Un miroir de ses contradictions. La bourgeoisie, dans son état de décomposition actuelle, ne s’embarrasse pas de ses contradictions. Elle les porte même avec une espèce de fierté crasse, comme cela se voit de manière paradigmatique avec les milliardaires américains, qui font à la fois l’éloge de la morale chrétienne et de sa dissolution, l’éloge du libre marché et du protectionnisme. Loin de leur porter préjudice, ces contradictions les renforce. Gilles est l’un de ceux-là. Mais il échappe aux stéréotypes : la bourgeoisie lui répugne, ce qui ne l’empêche pas d’épouser tous ses préjugés. Je crois que c’est un peu comme cela que Sartre voyait Flaubert, et je ne peux que lui donner raison.  

  1. Le conflit entre Maxime et Gilles, mais aussi la figure de Césarée, introduisent la question de la filiation, de l’identité et de l’héritage familial. Est-ce que votre roman cherche à penser la famille comme lieu de reproduction des normes, ou comme possibilité de rupture ?
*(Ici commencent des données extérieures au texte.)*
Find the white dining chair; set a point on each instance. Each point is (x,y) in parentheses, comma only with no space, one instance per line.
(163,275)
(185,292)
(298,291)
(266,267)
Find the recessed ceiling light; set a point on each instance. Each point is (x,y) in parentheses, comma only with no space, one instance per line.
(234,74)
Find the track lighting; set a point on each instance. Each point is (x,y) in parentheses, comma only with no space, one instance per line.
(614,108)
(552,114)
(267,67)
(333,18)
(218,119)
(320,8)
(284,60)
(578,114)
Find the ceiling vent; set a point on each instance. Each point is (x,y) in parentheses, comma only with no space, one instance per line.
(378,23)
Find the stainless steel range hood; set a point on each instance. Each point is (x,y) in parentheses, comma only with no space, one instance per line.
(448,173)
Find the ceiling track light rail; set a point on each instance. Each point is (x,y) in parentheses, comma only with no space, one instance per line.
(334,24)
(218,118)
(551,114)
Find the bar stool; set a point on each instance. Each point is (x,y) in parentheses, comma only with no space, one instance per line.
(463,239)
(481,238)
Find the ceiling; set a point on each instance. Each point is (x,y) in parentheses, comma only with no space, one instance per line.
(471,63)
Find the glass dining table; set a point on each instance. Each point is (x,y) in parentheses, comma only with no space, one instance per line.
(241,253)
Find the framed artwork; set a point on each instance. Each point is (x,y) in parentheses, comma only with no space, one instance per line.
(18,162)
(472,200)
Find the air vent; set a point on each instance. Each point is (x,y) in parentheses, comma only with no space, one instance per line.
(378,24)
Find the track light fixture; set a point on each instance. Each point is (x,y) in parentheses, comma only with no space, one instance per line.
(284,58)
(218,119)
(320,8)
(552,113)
La famille est forcément normative. Elle produit des normes, qui seront peut-être déjouées ensuite... Non seulement par les individus, mais aussi par des collectifs. Césarée tente de les combattre par la puissance individuelle, et cette dernière s’accomplit dans la fuite. Maxime tente de former un collectif, mais c’est probablement trop tard : il échoue. La lutte contre les normes, c’est aussi l’histoire de nos échecs à les déjouer. Ce qui ne signifie pas que cela soit impossible.

 

  1. Tout au long du texte, la tragédie (le feu, la perte, la folie) est sans cesse doublée par des moments de farce, de rires, d’ironie. Est-ce que pour vous la littérature contemporaine doit inventer une nouvelle forme de « comique tragique » pour dire notre époque ?
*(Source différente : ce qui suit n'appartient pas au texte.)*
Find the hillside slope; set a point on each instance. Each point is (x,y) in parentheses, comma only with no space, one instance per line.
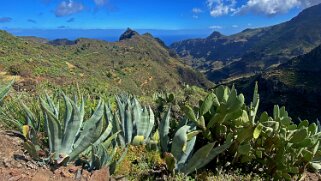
(138,64)
(253,50)
(295,84)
Absolument. Et j’irais plus loin : le roman est, dès son origine, le lieu d’une telle association. Son rôle a toujours été de déjouer la gravité de la tragédie, tout comme la facilité de la comédie, son schématisme. Ni exclusivement l’un, ni exclusivement l’autre, il n’est vraiment lui-même que lorsqu’il intègre les deux dimensions (sans pourtant être un mélange démocratique des deux, sinon que faire des romans d’Agota Kristof ou ceux de Roberto Bolano ?).


Quentin Mouron (né en 1989 à Lausanne) est un écrivain canado-suisse de langue française. Auteur précoce, il publie son premier roman Au point d’effusion des égouts en 2011 (Prix Alpes-Jura 2012). Suivent Notre-Dame-de-la-Merci (2012), Trois gouttes de sang et un nuage de coke (2015, traduit en anglais et en allemand), puis Vesoul, le 7 janvier 2015 (2019) ou encore Pourquoi je suis communiste (2022) et La Dernière chambre du Grand Hôtel Abîme (2024). La Fin de la Tristesse (2025) est son huitième roman.